Mas o coletivo não podia durar para sempre. Quanto mais se aproximava do mundo real da ciência, mais perto da separação se encontrava. Seus membros começaram a pensar no futuro individual e passaram a colaborar com físicos e matemáticos estabelecidos em outros lugares. Tendo aprendido a procurar estranhos atratores em bandeiras tremulantes e em velocímetros defeituosos, os cientistas fizeram questão de detectar os sintomas do caos em toda a Física atual.
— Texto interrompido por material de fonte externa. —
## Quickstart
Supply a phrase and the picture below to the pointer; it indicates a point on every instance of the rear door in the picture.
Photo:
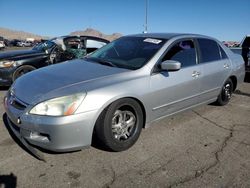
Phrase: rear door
(176, 91)
(215, 68)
Peculiaridades outrora desprezadas como ruído – flutuações surpreendentes, regularidades misturadas a irregularidades – eram explicadas agora nos termos da nova ciência. Tais efeitos pipocaram de repente em escritos a respeito de tudo, desde lasers até circuitos eletrônicos.
Quando o coletivo se dissolveu – seus membros se dirigindo às mais importantes instituições de Física, do Laboratório Nacional de Los Álamos ao Instituto de Estudos Avançados de Princeton e à Universidade da Califórnia em Berkeley -, alguns professores de Santa Cruz também já haviam aderido ao caos. Eles estavam se associando a um movimento: químicos, ecologistas, economistas, climatologistas tentam atualmente reconstruir estranhos atratores a partir de dados brutos, assim como Shaw fizera em seus estudos com a torneira gotejante.
Especialistas em finanças usam as técnicas desenvolvidas pelo grupo de Santa Cruz para analisar décadas de cotações diárias de bolsas de valores,buscando padrões que acreditam existir ali. Muitos fisiólogos acreditam agora que o caos proporciona um modo de prever – e talvez de tratar – ritmos irregulares no processo que governa a vida, desde a respiração até os batimentos cardíacos e até a função do cérebro. No MIT, médicos comparam eletrocardiogramas humanos com dados de um modelo de computador de contrações cardíacas caóticas, numa tentativa de prever com bastante antecedência quando o órgão sofrerá um espasmo fatal.
Ecologistas usam a Matemática do caos para descobrir como, na ausência de mudanças ambientais fortuitas, populações de espécies podem crescer ou diminuir desordenadamente por conta própria. Packard estuda a tendência de processos caóticos de criar padrões complexos em fenômenos como flocos de neve, cuja forma delicada incorpora uma mistura de estabilidade e instabilidade que só agora começa a ser compreendida. Ele e Farmer utilizam a Física dos sistemas dinâmicos para estudar o sistema imunológico humano, com seus bilhões de componentes e sua capacidade de aprender, memorizar e reconhecer padrões. Para esses cientistas e seus colegas, o caos tornou-se um conjunto de instrumentos capaz de elucidar fatos aparentemente casuais.
Mas é também uma série de atitudes em relação à complexidade — uma nova maneira de ver. Eles sentem que estão revertendo uma tendência científica de analisar sistemas em termos de suas partes constituintes — quarks, cromossomos ou nêutrons. “A tendência científica, particularmente em Física, tem sido pelo reducionismo, uma constante fragmentação das coisas em minúsculos pedacinhos”, diz Farmer. “O que as pessoas estão finalmente percebendo é que esse processo é um beco sem saída. Os cientistas estão muito mais interessados na idéia de que o todo pode ser maior que a soma da partes.”